It's interesting that they've found denormalizing their log data so useful. I'm suprised to hear that that performs better for practical queries than a database with appropriate indexes, and that they've been able to build more ergonomic interfaces to query that than the standard relational approach a lot of people already have experience with. But I don't know much about log management at scale, so I'm only mildly surprised.
Denormalization typically improves performance. Normalization isn't done for performance reasons but for consistency reasons, i.e. so that data isn't duplicated and there is only one source of truth
Yes, exactly — normalization is really useful for reasons of quality and correctness, but generally not so important for data like logs that's rotating through the system on a pretty constant basis.
And addressing the parent's point on databases: they don't look like an RDMS, but you can kind of think of log management/querying systems like Splunk et al. to be like a specialized database with specific properties:
- Flexible indexing: Logs change frequently which makes keys come and go, so it's convenient not to not have to be constantly building new indexes to make them searchable.

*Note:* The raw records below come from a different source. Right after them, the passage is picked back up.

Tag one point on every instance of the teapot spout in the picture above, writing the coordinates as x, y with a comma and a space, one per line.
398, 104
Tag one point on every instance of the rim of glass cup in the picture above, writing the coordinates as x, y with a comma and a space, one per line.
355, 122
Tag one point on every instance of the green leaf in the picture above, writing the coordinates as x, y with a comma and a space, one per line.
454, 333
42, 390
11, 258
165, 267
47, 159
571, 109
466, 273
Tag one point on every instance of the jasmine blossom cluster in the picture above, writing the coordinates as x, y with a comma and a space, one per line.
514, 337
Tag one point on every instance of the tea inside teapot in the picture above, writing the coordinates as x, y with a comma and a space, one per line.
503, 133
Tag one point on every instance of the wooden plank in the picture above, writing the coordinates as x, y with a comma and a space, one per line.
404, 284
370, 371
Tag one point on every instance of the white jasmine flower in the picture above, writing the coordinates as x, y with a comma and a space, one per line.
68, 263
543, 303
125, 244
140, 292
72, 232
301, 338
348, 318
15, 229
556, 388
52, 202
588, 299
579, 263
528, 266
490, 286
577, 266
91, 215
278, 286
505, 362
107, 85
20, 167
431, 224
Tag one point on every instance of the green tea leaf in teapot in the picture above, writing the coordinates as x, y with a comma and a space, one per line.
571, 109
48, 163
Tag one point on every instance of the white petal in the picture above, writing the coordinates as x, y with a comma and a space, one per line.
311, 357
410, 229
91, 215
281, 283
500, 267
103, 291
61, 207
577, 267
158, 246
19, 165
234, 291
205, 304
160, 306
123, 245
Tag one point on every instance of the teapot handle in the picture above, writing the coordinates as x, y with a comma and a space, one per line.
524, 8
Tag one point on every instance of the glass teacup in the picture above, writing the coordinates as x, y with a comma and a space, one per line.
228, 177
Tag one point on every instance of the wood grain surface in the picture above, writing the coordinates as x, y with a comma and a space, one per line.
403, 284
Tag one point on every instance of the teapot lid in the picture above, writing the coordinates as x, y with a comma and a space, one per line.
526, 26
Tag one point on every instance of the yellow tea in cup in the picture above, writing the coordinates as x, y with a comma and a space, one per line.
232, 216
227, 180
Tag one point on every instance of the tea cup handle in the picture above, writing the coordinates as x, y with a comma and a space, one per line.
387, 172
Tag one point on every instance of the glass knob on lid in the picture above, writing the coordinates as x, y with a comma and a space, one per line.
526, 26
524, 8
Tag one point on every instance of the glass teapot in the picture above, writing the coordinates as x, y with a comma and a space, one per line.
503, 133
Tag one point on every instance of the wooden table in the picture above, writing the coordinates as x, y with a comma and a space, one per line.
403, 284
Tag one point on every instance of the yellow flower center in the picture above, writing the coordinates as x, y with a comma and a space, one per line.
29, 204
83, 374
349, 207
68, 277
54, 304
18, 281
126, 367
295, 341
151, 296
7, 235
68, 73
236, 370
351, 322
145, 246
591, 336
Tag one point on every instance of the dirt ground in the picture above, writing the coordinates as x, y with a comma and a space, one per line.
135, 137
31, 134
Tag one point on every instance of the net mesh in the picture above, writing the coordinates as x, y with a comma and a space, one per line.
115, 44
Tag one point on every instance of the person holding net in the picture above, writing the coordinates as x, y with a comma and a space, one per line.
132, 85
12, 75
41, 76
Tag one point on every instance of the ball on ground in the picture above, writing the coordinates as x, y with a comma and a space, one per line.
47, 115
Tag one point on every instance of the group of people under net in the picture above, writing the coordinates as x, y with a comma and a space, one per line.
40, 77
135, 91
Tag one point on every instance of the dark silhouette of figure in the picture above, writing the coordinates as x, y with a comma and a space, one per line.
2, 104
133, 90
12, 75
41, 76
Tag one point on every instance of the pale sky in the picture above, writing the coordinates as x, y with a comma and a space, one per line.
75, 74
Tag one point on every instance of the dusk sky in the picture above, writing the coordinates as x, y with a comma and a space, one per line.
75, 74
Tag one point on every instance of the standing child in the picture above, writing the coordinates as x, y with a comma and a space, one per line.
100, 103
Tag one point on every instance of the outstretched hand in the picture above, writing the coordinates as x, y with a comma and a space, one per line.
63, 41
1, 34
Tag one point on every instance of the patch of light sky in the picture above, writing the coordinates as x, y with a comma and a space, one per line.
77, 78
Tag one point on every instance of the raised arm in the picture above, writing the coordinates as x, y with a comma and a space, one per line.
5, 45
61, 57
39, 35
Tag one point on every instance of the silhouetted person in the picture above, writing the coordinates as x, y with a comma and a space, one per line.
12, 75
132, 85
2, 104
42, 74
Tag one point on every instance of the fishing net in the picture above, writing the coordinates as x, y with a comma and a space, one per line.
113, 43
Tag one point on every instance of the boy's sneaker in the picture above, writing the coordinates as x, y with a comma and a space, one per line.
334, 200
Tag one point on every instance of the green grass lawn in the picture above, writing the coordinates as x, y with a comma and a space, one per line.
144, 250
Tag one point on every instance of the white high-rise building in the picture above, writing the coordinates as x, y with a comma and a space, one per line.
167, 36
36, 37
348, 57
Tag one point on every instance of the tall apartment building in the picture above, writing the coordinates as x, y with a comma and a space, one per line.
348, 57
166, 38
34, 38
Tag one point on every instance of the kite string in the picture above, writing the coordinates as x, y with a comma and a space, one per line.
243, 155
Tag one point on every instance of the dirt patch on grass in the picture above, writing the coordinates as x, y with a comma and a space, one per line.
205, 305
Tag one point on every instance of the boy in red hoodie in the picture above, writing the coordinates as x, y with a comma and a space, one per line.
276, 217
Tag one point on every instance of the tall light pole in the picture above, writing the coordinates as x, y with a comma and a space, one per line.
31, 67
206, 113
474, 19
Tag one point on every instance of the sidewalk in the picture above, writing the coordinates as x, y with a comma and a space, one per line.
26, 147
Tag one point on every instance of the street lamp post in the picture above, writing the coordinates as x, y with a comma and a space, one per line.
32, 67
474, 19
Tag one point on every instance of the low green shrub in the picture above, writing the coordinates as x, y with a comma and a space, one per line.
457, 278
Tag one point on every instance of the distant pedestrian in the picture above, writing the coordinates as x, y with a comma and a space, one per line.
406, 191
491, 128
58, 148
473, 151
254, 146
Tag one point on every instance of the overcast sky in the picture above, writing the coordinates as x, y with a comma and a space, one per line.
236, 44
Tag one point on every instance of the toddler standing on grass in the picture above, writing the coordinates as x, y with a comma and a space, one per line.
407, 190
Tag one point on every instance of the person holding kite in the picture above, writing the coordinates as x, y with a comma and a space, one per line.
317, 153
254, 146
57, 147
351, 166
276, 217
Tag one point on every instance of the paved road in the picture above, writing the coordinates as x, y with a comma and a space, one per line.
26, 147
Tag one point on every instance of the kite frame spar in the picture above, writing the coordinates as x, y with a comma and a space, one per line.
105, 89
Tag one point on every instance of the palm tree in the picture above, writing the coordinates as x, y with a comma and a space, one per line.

- Optimized for recent data: Newer logs tend to be accessed relatively frequently and older logs much more rarely (if ever), so it's generally a good idea for these systems will rotate data through different tiers of storage as they age — the new on fast machines with fast disks, the old on slower machines with large disks, and the very old probably just in S3 or something.
- High volume: Any of the traditional relational databases would have a lot of trouble with the volume of data that we put through Splunk. (That said, its problem domain is more constrained — it scales horizontally much more easily because it doesn't have have to concern itself with things like consensus around write consistency.)
How many columns does the average canonical log entry at Stripe have? What's the mix of low/high cardinality string fields look like vs number of metric/counter fields?
Logs can be treated as database rows regardless of source format (plaintext, csv, JSON, etc). The modern approach for dealing with large scale tables is column-oriented storage and databases which can easily handle billions of log lines without indexes by using ordering, partition maps, compression, etc.
It's also about DRY and accurately modelling the data for general operations. Imagine the difference between a data environment where a GDPR deletion request comes in, and everything has a relation back to customer identity, and one where the customer identity is denormalised out to many places or only implicitly present.